Testosterone replacement can stop bone loss and increase bone density. However, many studies show misleading results and none have demonstrated a decrease in the fracture rate with testosterone therapy. Testosterone treatment consistently increases lean body mass; however, muscle strength does not increase significantly. Hypogonadism hinders the ability to produce normal amounts of testosterone due to a problem in the testicles or the pituitary gland that controls the testicles. Testosterone replacement therapy, in the form of injections, granules, patches, or gels, may improve the signs and symptoms of low testosterone levels in these men.

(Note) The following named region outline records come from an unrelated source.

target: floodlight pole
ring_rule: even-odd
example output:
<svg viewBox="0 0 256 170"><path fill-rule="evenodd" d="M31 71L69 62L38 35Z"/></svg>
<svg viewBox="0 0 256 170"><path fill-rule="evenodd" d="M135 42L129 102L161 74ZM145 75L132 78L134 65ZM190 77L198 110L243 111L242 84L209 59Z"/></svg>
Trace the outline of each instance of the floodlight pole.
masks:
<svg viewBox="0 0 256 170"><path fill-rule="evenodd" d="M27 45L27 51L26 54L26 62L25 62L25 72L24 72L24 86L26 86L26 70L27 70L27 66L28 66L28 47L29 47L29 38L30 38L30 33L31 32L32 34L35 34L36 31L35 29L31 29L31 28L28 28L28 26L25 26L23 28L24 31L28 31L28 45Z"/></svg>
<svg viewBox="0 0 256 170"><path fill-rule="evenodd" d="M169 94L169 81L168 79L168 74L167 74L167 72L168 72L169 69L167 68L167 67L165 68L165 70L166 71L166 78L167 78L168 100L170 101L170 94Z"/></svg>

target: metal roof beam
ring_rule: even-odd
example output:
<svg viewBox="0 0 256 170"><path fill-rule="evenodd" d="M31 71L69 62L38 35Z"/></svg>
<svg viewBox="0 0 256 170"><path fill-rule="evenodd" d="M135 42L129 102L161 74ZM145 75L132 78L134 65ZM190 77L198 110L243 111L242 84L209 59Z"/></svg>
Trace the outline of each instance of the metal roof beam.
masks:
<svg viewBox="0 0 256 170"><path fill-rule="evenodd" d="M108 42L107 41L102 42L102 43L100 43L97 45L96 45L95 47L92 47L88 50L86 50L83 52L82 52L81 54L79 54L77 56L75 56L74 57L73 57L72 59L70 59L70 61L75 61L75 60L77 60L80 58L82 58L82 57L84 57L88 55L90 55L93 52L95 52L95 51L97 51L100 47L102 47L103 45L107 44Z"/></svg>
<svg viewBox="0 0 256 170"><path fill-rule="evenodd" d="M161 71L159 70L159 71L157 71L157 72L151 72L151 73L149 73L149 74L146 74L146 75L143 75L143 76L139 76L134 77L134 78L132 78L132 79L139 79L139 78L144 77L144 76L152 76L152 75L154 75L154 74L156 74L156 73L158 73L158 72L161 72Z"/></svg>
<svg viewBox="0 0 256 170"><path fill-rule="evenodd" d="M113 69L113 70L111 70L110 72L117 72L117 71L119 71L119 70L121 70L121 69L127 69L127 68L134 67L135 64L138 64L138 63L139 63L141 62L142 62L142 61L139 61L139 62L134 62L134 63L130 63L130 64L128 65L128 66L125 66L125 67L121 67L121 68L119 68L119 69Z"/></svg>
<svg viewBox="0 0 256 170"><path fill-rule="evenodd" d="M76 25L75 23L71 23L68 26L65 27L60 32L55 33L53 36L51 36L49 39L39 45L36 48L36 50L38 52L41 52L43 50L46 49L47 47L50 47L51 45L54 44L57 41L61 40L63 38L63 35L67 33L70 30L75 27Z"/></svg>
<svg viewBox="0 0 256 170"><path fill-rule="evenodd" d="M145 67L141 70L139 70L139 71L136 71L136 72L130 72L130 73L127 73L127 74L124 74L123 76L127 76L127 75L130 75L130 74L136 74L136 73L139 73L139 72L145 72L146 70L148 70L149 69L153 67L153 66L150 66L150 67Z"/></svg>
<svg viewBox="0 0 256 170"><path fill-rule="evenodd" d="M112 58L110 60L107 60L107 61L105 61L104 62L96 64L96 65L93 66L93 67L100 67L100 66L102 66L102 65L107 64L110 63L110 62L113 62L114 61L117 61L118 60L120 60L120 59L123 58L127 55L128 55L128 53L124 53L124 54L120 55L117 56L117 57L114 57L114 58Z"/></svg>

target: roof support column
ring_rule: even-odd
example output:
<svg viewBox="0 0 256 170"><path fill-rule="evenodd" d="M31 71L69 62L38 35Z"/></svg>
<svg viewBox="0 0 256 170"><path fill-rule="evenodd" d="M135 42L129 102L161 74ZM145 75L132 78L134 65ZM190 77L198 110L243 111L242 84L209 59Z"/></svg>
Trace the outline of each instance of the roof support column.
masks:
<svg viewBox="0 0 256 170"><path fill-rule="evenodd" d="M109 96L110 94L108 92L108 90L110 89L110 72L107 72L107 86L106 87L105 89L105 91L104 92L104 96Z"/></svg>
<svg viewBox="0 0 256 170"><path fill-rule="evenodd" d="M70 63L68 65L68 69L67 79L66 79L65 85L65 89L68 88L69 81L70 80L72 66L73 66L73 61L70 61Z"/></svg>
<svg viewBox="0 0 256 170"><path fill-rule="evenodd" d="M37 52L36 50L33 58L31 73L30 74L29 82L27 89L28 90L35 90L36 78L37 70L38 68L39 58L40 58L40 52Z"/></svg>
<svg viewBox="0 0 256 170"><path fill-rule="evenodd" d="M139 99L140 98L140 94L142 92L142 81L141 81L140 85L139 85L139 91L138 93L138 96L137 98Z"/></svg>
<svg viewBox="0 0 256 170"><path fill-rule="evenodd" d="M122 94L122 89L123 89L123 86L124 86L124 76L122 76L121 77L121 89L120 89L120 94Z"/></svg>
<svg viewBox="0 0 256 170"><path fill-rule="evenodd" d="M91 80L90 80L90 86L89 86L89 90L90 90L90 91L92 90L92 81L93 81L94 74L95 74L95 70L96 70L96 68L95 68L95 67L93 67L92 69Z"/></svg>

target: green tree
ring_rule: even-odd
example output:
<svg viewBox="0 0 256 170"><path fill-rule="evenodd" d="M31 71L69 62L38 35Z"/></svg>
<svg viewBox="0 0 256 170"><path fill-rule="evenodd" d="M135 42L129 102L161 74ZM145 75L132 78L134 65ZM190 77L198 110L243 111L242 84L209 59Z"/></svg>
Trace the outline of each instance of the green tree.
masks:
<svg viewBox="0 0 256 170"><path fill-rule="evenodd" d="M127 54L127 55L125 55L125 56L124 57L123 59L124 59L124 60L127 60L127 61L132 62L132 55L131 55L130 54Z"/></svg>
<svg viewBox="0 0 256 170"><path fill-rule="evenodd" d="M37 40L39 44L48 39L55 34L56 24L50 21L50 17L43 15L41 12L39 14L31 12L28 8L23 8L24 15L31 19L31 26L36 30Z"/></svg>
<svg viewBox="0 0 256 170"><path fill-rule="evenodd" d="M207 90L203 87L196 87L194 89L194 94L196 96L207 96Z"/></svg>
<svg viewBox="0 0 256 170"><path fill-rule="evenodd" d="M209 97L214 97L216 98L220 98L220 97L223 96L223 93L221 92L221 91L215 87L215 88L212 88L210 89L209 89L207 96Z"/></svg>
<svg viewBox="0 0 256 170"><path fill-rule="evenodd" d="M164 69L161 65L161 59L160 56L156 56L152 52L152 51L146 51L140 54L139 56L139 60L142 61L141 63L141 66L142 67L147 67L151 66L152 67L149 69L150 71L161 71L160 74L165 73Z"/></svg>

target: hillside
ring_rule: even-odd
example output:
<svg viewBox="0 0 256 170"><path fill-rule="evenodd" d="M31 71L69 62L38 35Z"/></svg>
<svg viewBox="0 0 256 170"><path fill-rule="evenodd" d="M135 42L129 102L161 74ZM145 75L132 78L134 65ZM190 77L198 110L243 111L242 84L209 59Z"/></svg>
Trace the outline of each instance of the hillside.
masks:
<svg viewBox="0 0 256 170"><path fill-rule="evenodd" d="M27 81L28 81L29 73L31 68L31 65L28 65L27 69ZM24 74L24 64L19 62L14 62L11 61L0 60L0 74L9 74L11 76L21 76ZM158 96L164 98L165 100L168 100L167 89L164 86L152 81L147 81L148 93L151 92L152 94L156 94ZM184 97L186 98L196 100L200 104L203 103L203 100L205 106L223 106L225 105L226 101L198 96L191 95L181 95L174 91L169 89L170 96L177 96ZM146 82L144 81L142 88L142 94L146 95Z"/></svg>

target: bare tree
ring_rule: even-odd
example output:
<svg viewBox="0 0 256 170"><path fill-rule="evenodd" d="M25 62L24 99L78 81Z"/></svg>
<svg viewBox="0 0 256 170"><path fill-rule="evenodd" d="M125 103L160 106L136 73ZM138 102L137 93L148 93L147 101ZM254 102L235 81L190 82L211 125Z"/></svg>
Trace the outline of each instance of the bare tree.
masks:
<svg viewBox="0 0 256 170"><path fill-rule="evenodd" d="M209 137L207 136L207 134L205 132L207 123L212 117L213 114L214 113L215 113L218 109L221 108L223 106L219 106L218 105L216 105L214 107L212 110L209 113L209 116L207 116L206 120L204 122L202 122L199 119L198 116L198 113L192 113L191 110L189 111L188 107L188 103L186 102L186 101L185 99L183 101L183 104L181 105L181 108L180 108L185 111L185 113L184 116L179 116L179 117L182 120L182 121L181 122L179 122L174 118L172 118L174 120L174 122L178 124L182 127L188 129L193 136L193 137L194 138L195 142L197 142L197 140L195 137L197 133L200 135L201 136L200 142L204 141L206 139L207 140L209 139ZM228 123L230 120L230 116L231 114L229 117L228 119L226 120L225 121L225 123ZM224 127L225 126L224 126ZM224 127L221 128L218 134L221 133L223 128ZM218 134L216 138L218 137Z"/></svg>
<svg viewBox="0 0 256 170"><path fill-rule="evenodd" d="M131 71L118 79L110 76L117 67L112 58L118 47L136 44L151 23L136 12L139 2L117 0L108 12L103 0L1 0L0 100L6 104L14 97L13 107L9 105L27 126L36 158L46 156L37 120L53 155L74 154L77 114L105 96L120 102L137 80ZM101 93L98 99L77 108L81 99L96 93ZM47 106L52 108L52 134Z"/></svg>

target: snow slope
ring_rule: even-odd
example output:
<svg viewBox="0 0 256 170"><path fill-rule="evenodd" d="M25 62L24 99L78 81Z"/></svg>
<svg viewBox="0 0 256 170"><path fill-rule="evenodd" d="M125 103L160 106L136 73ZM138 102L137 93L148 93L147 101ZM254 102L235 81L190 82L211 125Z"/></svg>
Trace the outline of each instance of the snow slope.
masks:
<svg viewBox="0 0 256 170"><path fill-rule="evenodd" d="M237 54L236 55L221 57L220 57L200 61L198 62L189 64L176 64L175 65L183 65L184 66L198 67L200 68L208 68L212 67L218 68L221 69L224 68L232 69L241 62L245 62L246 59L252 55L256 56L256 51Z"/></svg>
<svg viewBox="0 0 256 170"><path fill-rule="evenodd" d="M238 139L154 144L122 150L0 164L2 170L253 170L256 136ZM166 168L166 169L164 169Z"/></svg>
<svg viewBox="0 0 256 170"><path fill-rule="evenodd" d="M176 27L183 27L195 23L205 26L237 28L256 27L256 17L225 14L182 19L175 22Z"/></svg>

The male hormone testosterone plays an important role in the development and maintenance of typical male physical characteristics, such as muscle mass and strength, and the growth of facial and body hair. The Food and Drug Administration (FDA) has stated that large scale use of testosterone therapy is not appropriate to prevent possible future illnesses or to improve strength or mood in otherwise healthy older men. An international working group comprised of experts from major medical societies has recently developed a global position statement to provide clear guidance on prescribing and measuring testosterone for female testosterone therapy, as well as advice on testosterone prescribing practices that may prove ineffective or cause harm. It is recommended that doctors monitor women who take testosterone for virilization and that they perform baseline and biannual breast exams, a complete blood cell count, lipid levels, an annual mammogram, and an endometrial ultrasound. Since most menopausal women can receive treatment in primary care, the new guidance on BMS will help family doctors feel confident to start administering testosterone if appropriate or to continue with prescriptions that have been started in specialized clinics. Approximately 98 percent of circulating testosterone binds to globulin or albumin which binds to the steroid hormone. Up to 50 percent of postmenopausal women have sexual dysfunction and a low level of testosterone has been correlated with a lower coital frequency in these women. More studies are needed to determine the exact role of testosterone and TRT in cardiovascular risk.
The American Association of Clinical Endocrinologists (AACE) has published guidelines for testosterone supplementation in men and guidelines for women are being developed. Testosterone replacement is most commonly prescribed to treat problems with libido, sexual enjoyment, and orgasm in patients who are postmenopausal or who have undergone an oophorectomy. Once the diagnosis of LOH is confirmed testosterone replacement therapy (TRT) should be considered with the goal of improving secondary sexual characteristics, sexual function, sense of well-being, and bone mineral density. Having a licensed testosterone preparation available to women would certainly be a step in the right direction. Therefore except for older men total serum testosterone should be initially measured in the morning (7 to 11 a.m.) if a test is necessary.